Growing up, whenever I would ask my parents why they didn’t pay me for my good grades like some of my friends’ parents did, they would always remind me of the monkeys.
Yes, the monkeys. Not the musical group, but the actual hairy, chattering, swinging-from-trees primates.
My sociologist father had told us about “the monkey study” so many times, we knew it by heart. According to my dad, the monkey study went something like this. Scientists taught a group of monkeys to put together a puzzle. They rewarded half of the monkeys with bananas each time the animals accomplished the task. The other half received nothing for completing the puzzle. The monkeys who were rewarded lost interest quickly in the puzzle and stopped putting it together. The monkeys who were not given bananas continued to put the puzzle together again and again, significantly longer than the other group.
In essence, the external reward (bananas) stifled the monkeys’ intrinsic desire to learn and their internal sense of accomplishment. My parents wanted us to love learning for learning, not for rewards. Thus, much to my youthful dismay, I received no money for my good grades.
I recently attended the funeral of my 96-year-old voice teacher and dear friend, Betty Jeanne Chipman. As her friends and family summarized with clarity her full and beautiful life, I reflected in wonder how this woman never stopped learning. Not because someone required it of her, or because some immediate reward awaited her, but simply because she loved to learn.
Betty Jeanne was a lifelong member of NATS and attended every workshop she could. She took copious notes and filed everything away for future reference when needed. She read everything she could find on pedagogy and teaching. She studied with pedagogues she admired in the states and abroad.
From that constant study, she developed her own teaching methodology and vocal exercises. Her aim was always to help her students achieve a free and healthy vocal technique that liberated each singer’s natural voice. Teaching was as much about sharing what she knew with her students as it was about learning from them.
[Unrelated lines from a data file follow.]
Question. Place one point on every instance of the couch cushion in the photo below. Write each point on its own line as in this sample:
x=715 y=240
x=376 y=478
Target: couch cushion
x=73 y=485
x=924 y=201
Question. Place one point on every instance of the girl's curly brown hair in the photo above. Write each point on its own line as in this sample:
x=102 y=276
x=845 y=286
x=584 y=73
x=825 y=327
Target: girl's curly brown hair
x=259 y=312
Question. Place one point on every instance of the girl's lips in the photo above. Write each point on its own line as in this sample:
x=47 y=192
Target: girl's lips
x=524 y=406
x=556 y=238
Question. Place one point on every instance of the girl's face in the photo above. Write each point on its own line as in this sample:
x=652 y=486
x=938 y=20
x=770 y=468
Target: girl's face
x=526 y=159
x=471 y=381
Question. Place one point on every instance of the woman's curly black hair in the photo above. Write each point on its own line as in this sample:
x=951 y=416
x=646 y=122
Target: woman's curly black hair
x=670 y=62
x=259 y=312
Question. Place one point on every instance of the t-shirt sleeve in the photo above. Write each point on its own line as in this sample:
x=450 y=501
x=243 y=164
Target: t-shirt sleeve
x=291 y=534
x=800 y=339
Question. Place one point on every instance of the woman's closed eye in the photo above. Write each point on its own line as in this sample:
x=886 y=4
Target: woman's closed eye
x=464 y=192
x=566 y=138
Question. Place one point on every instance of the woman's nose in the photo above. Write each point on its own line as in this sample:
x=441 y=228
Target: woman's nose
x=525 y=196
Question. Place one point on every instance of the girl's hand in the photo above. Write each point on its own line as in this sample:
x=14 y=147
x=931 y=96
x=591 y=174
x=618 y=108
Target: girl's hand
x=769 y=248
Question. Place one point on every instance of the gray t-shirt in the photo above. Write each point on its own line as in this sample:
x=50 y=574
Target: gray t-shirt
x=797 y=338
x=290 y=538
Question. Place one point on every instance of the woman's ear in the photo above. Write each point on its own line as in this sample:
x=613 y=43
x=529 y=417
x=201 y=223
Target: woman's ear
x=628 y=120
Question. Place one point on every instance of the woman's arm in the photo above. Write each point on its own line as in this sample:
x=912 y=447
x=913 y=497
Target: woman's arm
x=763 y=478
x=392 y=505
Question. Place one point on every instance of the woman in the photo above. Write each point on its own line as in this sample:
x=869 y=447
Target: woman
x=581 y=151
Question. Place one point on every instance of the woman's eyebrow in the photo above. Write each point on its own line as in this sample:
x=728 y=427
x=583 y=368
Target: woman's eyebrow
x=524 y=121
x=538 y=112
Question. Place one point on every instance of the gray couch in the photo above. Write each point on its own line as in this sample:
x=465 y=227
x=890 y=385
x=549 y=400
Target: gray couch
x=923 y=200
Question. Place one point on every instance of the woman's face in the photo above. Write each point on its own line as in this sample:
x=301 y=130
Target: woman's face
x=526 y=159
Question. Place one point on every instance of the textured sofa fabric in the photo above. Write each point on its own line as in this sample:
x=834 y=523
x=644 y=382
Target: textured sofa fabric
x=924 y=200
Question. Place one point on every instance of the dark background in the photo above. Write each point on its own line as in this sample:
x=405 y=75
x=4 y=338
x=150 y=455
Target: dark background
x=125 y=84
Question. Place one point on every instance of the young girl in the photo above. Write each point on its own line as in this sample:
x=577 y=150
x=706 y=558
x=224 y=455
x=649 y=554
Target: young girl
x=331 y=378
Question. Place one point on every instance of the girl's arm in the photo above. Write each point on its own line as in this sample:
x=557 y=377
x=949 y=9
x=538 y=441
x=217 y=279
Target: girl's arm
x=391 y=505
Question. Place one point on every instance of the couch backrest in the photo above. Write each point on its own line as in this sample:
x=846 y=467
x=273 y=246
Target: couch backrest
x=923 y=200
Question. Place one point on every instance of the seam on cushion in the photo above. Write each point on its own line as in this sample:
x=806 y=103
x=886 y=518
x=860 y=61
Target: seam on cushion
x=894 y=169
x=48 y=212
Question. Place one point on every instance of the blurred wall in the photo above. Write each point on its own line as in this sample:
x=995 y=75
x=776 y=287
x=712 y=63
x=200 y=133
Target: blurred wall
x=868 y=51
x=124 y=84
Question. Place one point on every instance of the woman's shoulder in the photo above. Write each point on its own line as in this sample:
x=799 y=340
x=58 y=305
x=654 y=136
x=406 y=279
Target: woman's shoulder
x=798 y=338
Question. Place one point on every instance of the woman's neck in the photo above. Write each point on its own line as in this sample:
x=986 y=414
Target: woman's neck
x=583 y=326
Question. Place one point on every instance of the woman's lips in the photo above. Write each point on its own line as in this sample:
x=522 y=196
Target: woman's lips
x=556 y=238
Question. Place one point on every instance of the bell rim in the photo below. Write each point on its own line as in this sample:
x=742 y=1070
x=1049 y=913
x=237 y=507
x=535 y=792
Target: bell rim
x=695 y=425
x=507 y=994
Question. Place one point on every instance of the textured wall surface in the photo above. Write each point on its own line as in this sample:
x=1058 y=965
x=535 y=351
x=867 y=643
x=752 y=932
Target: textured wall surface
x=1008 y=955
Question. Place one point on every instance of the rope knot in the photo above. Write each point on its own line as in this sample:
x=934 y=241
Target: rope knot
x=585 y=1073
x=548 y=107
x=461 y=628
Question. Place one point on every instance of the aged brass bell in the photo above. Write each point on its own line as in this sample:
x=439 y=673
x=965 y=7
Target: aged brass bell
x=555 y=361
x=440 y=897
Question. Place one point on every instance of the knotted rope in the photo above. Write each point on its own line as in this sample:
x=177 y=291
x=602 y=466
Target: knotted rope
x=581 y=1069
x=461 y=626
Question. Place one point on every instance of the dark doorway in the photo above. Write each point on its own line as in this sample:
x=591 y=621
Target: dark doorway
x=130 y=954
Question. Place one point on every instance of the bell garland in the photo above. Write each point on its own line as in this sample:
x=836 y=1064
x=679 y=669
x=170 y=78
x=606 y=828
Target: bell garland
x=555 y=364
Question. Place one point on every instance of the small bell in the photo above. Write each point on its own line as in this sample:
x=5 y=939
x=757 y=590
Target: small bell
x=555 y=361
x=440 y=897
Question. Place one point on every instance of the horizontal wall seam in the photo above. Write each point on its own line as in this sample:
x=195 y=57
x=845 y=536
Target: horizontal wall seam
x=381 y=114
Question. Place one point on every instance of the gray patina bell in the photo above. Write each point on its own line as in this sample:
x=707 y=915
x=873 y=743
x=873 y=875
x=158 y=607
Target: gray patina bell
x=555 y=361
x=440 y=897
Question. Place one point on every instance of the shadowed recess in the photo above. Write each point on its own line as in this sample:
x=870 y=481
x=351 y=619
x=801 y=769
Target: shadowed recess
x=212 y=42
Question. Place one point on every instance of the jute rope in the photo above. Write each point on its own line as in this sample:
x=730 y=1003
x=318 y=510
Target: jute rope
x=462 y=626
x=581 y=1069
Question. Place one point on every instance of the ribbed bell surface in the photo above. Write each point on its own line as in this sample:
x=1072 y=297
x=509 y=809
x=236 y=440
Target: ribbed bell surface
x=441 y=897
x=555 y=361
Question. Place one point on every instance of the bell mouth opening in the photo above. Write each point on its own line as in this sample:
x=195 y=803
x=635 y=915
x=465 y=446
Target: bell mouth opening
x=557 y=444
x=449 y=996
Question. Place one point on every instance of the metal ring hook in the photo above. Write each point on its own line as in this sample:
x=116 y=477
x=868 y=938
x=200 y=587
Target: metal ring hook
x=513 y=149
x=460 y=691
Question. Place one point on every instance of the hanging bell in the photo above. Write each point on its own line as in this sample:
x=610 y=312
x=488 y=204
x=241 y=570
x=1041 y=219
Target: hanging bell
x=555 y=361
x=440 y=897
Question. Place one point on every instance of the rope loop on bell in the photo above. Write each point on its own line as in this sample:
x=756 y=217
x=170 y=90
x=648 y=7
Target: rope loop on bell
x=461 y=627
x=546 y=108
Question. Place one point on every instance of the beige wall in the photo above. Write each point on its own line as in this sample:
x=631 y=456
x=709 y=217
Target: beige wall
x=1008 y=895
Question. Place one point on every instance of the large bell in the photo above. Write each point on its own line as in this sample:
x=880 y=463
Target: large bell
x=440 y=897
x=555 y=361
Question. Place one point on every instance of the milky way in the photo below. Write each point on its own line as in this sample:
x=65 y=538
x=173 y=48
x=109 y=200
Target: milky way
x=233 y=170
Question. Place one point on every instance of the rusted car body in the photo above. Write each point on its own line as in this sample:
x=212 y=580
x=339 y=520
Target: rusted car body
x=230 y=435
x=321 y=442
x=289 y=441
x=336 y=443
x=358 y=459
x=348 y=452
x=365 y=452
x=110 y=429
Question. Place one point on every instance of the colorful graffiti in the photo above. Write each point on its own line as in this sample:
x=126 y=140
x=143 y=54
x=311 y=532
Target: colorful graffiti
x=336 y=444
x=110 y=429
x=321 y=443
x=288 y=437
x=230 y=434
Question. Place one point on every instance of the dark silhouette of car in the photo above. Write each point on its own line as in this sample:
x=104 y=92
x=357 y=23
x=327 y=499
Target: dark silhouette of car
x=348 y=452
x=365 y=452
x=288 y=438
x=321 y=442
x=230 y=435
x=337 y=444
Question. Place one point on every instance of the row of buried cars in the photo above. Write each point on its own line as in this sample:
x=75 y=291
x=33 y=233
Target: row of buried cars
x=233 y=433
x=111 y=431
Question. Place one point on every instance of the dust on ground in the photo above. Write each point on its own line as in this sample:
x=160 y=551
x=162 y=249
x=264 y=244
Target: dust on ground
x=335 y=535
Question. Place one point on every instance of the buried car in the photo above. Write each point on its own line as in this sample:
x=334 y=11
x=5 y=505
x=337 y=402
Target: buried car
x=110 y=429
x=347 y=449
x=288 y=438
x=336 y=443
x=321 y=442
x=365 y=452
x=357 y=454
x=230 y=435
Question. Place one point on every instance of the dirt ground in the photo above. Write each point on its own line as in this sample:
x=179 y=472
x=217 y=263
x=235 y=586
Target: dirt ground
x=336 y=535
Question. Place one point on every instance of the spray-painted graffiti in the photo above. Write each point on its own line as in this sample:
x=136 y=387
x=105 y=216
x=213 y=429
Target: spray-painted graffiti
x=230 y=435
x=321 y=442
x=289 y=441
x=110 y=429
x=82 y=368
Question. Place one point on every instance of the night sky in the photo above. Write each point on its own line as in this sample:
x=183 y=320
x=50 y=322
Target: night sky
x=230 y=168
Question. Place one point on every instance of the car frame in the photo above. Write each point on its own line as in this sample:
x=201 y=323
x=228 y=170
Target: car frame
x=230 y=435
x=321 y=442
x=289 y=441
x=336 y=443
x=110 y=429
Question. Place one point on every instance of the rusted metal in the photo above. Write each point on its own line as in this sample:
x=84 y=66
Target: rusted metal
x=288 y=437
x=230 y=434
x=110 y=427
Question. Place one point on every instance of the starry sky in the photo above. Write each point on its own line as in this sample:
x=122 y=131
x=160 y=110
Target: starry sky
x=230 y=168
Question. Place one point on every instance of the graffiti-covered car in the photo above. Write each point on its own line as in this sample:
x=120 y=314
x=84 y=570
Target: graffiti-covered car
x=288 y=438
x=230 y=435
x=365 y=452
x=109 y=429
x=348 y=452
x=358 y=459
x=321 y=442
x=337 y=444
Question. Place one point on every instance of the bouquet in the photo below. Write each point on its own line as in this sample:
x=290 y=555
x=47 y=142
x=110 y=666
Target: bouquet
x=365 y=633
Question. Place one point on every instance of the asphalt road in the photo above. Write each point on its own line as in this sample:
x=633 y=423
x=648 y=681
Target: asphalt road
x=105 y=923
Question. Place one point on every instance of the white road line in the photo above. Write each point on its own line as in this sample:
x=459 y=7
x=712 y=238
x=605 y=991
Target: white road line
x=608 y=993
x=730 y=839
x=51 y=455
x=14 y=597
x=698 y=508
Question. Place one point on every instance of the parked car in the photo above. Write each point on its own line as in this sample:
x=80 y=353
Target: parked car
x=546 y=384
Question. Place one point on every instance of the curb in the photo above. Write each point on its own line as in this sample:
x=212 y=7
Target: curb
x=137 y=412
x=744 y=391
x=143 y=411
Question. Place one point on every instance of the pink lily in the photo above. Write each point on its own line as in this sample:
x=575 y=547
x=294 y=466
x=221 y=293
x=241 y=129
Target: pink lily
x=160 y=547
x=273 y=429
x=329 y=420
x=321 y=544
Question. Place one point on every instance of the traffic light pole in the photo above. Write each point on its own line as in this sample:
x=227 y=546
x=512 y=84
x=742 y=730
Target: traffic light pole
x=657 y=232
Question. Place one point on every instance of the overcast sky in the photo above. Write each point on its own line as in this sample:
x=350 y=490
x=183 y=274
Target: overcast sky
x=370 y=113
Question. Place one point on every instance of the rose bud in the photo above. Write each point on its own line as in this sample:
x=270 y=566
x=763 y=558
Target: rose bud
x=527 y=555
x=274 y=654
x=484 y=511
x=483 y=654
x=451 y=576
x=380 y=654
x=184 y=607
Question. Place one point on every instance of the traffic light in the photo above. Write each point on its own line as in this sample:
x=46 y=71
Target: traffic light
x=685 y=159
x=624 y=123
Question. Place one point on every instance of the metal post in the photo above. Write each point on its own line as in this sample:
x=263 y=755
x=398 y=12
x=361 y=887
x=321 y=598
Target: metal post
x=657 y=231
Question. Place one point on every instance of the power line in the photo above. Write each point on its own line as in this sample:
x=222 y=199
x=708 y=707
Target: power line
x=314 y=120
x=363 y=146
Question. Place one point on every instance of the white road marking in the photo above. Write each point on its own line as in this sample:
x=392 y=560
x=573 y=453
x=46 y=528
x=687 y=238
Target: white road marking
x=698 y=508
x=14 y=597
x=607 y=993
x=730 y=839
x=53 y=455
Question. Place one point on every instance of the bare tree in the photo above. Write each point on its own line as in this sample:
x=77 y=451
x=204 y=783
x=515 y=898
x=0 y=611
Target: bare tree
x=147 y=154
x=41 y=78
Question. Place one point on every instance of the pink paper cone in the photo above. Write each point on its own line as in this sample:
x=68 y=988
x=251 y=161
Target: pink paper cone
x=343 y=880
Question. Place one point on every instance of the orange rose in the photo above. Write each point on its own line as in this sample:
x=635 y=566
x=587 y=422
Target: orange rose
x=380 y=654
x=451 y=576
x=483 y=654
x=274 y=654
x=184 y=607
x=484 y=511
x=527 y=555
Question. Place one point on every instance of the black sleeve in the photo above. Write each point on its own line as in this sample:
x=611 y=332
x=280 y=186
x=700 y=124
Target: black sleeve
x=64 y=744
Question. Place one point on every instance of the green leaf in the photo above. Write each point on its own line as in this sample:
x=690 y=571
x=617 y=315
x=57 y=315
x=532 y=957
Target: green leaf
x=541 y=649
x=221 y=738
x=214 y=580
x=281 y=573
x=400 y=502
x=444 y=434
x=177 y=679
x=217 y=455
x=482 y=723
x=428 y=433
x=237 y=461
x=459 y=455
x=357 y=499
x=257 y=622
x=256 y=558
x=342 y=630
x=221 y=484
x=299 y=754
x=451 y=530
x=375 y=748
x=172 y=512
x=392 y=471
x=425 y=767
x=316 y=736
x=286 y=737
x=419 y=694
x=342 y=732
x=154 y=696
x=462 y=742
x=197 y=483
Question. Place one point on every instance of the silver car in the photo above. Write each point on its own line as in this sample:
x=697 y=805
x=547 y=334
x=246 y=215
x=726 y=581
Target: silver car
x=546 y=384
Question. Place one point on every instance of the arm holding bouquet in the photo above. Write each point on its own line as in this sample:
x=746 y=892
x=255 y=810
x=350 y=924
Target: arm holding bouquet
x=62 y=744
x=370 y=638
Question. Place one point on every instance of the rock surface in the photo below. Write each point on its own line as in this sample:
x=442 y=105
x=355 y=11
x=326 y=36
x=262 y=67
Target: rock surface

I studied with Betty Jeanne during the last decade of her life. During those years, she was still inviting other teachers into her home to learn from them. She was always adding to her toolbox of exercises, maintaining the basics, but adapting as needed to address each singer’s unique needs. I had the singular opportunity of assisting her in preserving those ideas in her book, Singing with Mind, Body, and Soul: A Practical Guide for Singers and Teachers of Singing.
In her ’90s, when many might ask, “Why learn now?” Betty Jeanne was always open to learning new skills. Though at times daunting, she continued to use her computer and was an avid e-mailer. She even joined Facebook—and actively used her account!—before many of her children and grandchildren. Some of our last correspondence was about the value of turning her book—now used as a text at many universities—into an eBook.
Betty Jeanne often spoke of retiring from teaching. Such talk always got a hearty laugh from her children. And indeed, the week before she died she taught her Tuesday lessons, cancelled her Thursday lessons (something unheard of), was admitted to the hospital on Friday, and passed away one week later. She never had a chance to retire, and I think that’s just how she would have wanted it—anxiously engaged, always learning, to the very end.
I have often thought to write about Betty Jeanne in relationship to other issues of Classical Singer and singing as a whole. She set an example in so many areas—balancing work and family, being the kind of teacher every singer should have, becoming a true expert in her field, the list goes on. But as her brilliant life has come to a close, I hope more than anything to follow her example of lifelong learning for the pure love of it.
May this small, inadequate tribute—along with some monkeys—inspire you to the same.